In general, the four equations Eq. 27.64, Eq. 27.65, Eq. 27.66, and Eq. 27.67 make up a linear system of equations which can be solved by any method discussed in section 25.2 or section 25.3. However, in this case, the system is so simple that it can be solved by hand. From Eq. 27.65 we can see that P₁= 0 in which case we are left with the following three equations

$\begin{array}{lllllll}{p}_0\hfill & +\hfill & R^2{p}_2\hfill & +\hfill & R^3{p}_3\hfill & =\hfill & 0\hfill \end{array}$

$\begin{array}{lllllll}\hfill & +\hfill & 4p_2\hfill & +\hfill & 3R{p}_3\hfill & =\hfill & \frac{1}{\eta }\frac{dp}{dz}\hfill \end{array}$

$\begin{array}{lllllll}\hfill & +\hfill & 4p_2\hfill & +\hfill & 6R{p}_3\hfill & =\hfill & \frac{1}{\eta }\frac{dp}{dz}\hfill \end{array}$

Subtracting Eq. 27.69 from Eq. 27.70 yields

$3R{p}_3=0\to p_3=0$

in which case we find from Eq. 27.69 that

$p_2=\frac{1}{4\eta }\frac{dp}{dz}$

and from Eq. 27.68 that

$p_0=-R^2{p}_2=-\frac{R^2}{4\eta }\frac{dp}{dz}$

At this point, all unknowns have been determined and we can note down the final solution according to Eq. 27.62

$\begin{array}{ll}v\left(r\right)\hfill & =T\left(r,p_0,p_1,p_2,p_3\right)\hfill \\ \hfill & =p_0+p_{1}r+p_2{r}^2+p_3{r}^3\hfill \\ \hfill & =\frac{1}{4\eta }\frac{dp}{dz}\left(r^2-R^2\right)\hfill \\ \hfill & =\frac{R^2}{4\eta }\frac{dp}{dz}\left({\left(\frac{r}{R}\right)}^2-1\right)\hfill \end{array}$

which obviously is the correct solution (see Eq. 16.20).

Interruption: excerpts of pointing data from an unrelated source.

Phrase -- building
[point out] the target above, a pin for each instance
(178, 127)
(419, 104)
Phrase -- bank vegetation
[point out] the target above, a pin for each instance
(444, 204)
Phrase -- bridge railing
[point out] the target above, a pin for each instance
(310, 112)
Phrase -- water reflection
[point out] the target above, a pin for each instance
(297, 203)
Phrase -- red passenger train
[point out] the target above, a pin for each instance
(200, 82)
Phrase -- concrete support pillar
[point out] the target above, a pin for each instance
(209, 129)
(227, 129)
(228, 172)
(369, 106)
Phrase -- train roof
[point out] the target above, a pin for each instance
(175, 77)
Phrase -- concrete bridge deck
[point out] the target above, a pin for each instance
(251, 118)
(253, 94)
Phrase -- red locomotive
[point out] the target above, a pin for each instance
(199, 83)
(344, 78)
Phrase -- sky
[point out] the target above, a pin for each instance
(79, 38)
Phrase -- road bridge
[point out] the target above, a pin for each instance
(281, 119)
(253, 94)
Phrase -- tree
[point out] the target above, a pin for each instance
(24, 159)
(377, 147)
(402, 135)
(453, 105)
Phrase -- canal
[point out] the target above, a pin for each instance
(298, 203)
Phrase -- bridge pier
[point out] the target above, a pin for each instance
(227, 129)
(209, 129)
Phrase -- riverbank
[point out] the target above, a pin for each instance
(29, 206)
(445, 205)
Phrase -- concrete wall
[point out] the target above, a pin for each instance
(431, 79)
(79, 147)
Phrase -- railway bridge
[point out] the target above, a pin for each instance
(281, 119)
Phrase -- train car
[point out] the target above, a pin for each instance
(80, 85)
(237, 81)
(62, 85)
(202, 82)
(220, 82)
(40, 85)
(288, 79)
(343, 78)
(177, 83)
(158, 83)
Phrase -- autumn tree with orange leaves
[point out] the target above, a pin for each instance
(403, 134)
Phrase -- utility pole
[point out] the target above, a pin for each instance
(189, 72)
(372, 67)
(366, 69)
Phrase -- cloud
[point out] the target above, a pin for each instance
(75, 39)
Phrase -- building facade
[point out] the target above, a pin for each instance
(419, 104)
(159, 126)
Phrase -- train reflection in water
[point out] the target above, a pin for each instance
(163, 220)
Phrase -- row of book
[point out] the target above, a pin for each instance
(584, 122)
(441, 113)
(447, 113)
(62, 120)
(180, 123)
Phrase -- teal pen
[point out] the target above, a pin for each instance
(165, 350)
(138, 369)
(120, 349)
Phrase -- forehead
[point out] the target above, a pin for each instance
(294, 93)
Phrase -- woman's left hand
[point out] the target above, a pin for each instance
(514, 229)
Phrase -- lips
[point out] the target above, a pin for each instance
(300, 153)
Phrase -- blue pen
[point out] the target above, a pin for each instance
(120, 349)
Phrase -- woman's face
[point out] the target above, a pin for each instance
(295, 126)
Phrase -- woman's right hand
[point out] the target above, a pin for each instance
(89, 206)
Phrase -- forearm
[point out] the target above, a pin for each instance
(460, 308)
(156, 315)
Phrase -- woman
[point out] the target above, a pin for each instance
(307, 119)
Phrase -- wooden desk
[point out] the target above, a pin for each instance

Assessment. This result is somewhat astonishing as we did (in the classical sense) not even use numerical methods to solve it. This is due to the nature of the trial function we used. We picked the correct type of collocation function which allowed us to simply determine the missing coefficients. Obviously, if we had chosen a different collocation function we would have been left with somewhat different results, which would have required a numerical derivation.

27.4.4.6 Summary

In this section we have discussed function approximation methods and how they are used to solve ODEs with boundary conditions. Approximation methods are a large class of methods that are used in many aspects of numerical modeling. We have briefly outlined their use using the Navier-Stokes equation in cylindrical coordinates as exemplary ODE for which we were able to derive the correct solution.